The mission had not been a complete failure, nor was it a success. One of the agents, the male, became inoperable when he took a hit in the SimCom arena. Campbell considered it fortunate that the female managed to evade capture and had gained some information regarding Matthew Chapel’s visit to the abandoned mining facility.

“I must put an end to this before it goes any further,” Campbell thought to himself. “This is getting out of hand.”

He sat forward in his chair, placing his elbows on his desk and drumming his fingers together. By now, the security officers who had apprehended the male agent will have begun their futile attempt to search him, but their outdated technology would be useless in establishing the agent’s identity for some time. Campbell would have time to the next hour laying the groundwork for their cover story. He sat in the silent darkness as he formulated his next course of action.
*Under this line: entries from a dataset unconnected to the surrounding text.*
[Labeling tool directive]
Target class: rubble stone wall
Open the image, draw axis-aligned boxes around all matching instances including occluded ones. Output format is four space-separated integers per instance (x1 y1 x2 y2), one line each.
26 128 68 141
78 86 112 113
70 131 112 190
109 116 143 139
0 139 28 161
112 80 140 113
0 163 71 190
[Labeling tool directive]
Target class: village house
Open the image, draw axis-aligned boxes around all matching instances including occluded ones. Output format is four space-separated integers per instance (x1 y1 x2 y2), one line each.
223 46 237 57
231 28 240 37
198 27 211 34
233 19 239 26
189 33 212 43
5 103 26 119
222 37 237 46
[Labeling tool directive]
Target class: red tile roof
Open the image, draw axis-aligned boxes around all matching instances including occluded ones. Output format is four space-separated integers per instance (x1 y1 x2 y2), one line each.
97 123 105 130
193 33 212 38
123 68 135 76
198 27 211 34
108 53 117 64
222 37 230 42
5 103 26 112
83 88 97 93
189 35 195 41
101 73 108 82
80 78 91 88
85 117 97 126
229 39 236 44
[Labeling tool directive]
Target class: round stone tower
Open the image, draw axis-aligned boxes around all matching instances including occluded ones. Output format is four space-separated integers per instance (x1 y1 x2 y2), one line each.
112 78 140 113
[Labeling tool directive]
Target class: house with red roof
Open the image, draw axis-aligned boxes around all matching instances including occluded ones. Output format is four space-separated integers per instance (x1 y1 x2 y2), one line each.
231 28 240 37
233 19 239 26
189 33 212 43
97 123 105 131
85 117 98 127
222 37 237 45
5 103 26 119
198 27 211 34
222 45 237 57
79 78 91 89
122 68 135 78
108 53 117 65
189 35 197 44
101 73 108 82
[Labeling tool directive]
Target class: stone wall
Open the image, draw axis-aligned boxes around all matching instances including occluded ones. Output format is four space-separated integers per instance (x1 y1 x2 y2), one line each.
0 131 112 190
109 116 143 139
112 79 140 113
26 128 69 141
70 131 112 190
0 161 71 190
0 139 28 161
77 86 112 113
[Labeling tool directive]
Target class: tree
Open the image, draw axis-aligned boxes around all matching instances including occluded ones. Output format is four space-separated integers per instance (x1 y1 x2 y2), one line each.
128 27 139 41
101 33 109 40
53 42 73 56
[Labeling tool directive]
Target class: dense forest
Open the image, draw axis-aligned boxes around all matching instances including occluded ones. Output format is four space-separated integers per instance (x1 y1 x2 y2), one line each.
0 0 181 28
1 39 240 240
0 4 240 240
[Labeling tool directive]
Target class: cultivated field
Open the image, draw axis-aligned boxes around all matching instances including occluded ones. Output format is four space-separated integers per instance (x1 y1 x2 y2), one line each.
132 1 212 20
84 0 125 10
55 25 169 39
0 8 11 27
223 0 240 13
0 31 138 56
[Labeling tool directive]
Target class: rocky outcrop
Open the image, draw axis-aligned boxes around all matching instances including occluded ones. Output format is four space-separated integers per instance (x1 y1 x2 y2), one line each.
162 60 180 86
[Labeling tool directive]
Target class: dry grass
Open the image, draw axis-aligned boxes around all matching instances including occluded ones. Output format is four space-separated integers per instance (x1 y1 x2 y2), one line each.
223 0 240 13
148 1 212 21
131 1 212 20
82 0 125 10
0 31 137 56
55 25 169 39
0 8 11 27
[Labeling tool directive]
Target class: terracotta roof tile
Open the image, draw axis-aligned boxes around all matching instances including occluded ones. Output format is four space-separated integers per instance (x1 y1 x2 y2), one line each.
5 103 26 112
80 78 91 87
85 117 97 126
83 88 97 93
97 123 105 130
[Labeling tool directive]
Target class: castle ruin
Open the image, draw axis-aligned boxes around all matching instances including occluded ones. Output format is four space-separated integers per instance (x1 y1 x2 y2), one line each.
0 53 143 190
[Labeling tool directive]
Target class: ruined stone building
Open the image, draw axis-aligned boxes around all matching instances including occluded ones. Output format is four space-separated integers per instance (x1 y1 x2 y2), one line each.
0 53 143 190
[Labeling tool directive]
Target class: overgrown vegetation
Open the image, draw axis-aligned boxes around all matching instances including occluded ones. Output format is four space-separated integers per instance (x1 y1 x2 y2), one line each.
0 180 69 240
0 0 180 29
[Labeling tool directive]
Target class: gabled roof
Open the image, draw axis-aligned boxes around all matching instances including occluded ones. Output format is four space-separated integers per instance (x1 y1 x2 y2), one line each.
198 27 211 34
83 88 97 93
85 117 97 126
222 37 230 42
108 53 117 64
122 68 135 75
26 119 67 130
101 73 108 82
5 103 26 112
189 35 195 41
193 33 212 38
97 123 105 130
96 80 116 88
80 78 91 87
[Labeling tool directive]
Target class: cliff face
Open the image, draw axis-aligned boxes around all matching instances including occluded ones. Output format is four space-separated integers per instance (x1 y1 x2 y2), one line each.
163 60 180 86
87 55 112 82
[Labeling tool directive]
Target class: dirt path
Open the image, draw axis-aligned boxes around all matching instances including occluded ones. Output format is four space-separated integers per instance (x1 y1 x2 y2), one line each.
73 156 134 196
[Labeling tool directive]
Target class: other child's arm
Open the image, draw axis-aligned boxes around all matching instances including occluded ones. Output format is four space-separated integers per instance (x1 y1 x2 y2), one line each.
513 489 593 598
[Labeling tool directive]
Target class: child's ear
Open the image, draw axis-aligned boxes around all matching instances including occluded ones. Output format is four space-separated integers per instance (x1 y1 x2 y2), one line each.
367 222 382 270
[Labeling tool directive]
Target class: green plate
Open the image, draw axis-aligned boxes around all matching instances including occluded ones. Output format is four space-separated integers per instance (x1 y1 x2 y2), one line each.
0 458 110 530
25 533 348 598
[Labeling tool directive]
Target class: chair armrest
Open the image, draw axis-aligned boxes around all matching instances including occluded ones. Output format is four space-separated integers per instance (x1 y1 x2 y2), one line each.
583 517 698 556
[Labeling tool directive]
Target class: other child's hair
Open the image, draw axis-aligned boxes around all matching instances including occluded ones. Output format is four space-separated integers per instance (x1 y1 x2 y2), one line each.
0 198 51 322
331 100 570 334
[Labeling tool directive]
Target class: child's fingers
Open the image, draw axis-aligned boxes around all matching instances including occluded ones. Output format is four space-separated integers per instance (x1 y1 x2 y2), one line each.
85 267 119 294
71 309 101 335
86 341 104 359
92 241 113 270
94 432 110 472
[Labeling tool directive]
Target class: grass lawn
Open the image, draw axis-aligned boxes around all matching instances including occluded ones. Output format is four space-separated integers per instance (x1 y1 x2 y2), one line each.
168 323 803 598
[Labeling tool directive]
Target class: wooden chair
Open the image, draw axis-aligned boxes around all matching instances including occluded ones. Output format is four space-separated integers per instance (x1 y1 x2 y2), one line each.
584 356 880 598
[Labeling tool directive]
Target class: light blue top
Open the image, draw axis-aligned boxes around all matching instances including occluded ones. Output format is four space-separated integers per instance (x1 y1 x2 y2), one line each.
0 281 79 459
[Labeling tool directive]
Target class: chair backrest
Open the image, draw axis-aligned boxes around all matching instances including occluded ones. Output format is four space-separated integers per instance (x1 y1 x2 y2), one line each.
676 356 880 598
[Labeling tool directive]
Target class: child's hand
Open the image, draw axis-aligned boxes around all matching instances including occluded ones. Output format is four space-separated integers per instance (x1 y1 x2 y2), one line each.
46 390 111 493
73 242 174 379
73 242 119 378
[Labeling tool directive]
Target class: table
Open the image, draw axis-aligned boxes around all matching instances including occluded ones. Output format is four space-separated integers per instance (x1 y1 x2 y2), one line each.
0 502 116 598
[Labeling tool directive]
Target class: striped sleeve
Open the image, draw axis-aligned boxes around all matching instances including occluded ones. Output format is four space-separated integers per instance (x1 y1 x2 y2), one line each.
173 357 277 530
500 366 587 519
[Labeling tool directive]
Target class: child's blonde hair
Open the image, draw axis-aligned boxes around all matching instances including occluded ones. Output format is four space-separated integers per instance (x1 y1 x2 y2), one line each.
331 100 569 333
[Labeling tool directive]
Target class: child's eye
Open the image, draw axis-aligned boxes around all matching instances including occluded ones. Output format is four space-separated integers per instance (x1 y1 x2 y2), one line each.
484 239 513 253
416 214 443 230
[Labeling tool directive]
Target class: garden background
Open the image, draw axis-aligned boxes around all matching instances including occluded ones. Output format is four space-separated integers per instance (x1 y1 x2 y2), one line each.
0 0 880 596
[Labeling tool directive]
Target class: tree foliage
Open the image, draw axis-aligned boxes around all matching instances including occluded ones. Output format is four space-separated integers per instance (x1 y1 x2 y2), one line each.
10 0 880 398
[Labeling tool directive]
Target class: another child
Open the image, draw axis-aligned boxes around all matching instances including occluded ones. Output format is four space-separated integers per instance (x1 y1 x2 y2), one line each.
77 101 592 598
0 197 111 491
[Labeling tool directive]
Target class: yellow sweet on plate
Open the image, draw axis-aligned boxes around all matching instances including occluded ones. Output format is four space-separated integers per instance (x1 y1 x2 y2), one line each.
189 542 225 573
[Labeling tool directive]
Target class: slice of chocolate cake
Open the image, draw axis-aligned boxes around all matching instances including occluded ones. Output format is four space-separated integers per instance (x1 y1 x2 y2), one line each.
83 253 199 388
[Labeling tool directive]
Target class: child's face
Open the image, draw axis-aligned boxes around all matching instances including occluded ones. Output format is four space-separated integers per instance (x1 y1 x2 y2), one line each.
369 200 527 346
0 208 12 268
He reopened the secret compartment and retrieved the white earpiece. Once inside his ear, it activated a connection between him and his operative. He had an efficient rapport with her, recruiting her from the TRTV program himself. Their work together had been effective and, up until that evening, untraceable. They had to contain the mess at the arena without involving more resources. Nothing and no one could be allowed to interfere; otherwise, everything they had been building could crumble. Only a few select individuals outside the Quorum had any knowledge of the truth that Matthew and Elizabeth had uncovered during their research within the mines.

Campbell’s voice dissipated in the darkness as he gave his operative her new instructions. “I want you to retrieve the item and bring it to me. We will need to escalate our plans regarding Captain Evans.” The agent’s end of the channel was silent. “Is there a problem?” Campbell asked.

“No, sir,” her voice answered after a hesitative pause. “There’s no problem. It’ll be taken care of. I’ll see to it myself.”

“Shall I assign someone else to take care of this?” he asked with cold indifference. He was not going to mess around if her resolve to her assignment was questionable.

“No, sir,” she said with a snip of defensiveness. “I will handle it.”

“Then handle it. Report back when you have the item,” he hissed. He terminated the connection and Campbell again concealed the earpiece within his desk. He sat back in his chair, crossed his arms, leaned his head back against the seat, and took several deep, slow breaths.

In his mind he studied the possible outcomes to the new course of action, analyzing causes and effects, pros and cons. He began spinning around in his chair with closed eyes while he continued to develop potential strategies for the various unwanted scenarios that had the highest potential to arise.

He dropped his toes to the floor, dragging his chair to a stop. Facing his desk he opened the secret compartment once again, unearthing a second device, slipping it into his other ear. This earpiece was golden in hue with a lightning bolt etched on the side. It activated the instant he lodged it in his ear canal, connecting him to another voice belonging to an individual he had not yet met in person.

Campbell knew nothing of the disembodied voice save for one thing - a name. A name infused with strength and authority, borrowed from the mythology of the ancients. This mythological god was the most powerful among all the archaic deity. The name was enough for Campbell to show deference and obedience to whatever the voice directed out of fear of the wrath this entity could inflict.

The voice answered the connection with a single word. “Speak.”

“Zeus,” Campbell said. “I believe we have a problem.”